Closed maxwelllls closed 5 months ago
Hi @maxwelllls, the procedure runtime sandbox is not intended to have the cycle looped within the produce. If possible, please use the "Main" panel to create a state machine and call the produce repeatedly. You can have it "Jump" at the end of the block to the same block name to repeat.
Following your suggestion, I switched to using the "Main" panel for loop testing. However, after about 1000 iterations, the pyri_robotics_motion_service still crashed, leading to the failure of movej command calls.
The steps to reliably reproduce the issue are as follows: Run "run_2ur5e_sim", set two sets of joint poses with small joint angle differences, which I named "ur_ref_pos_1" and "ur_ref_pos_1_1", then repeatedly move the robotic arm back and forth between these two positions. It usually takes about 10 minutes to reach 1000 cycles and cause a crash.
Using the command netstat -an | grep 55921
it can be observed that the TCP server remains in the LISTEN state, but a large number of TCP connections are stuck in the CLOSE_WAIT state.
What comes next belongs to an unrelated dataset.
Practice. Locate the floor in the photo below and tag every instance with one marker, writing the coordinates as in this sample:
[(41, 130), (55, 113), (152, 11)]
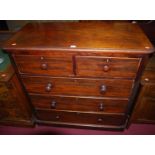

This seems to indicate an issue with the server-side program logic, possibly failing to properly handle the logic for closing connections.
After enabling debug mode, the log files obtained continuously indicate failures in IPv6 connections, but there is no information related to the crash. debug_log.txt
Hi @maxwelllls , sorry I haven't had a chance to take a look at this yet. I have been working on improving the documentation for my various projects. (Take a look at the new educational package: https://github.com/robotraconteur/reynard-the-robot). I will take a look at the problem you are having this week. I suspect it is a resource leak somewhere.
Hi, thank you very much for taking the time to address this issue. I have also been studying the RR source code, hoping to gain a deeper understanding and contribute to the development of this project. I appreciate your efforts and look forward to any insights you may have regarding the problem.
Hi @johnwason , I've been able to pinpoint that void ServiceSkel::CleanupGenerators() starts to clean up outdated Generators after 10 minutes, then leads to timeouts when calling the movej function. The code uses mutexes to protect generators, but I suspect there might be conflicts with other resources, such as ASIO.
Given the vastness of the RR framework, my understanding of the code is still quite limited. Could you provide some guidance on directions for further investigation?
@maxwelllls can you run pip list
on your venv so I can see what packages and versions are installed?
Also can you look at the developer console on the web browser? It looks like the browser may be creating a lot of connections and closing them.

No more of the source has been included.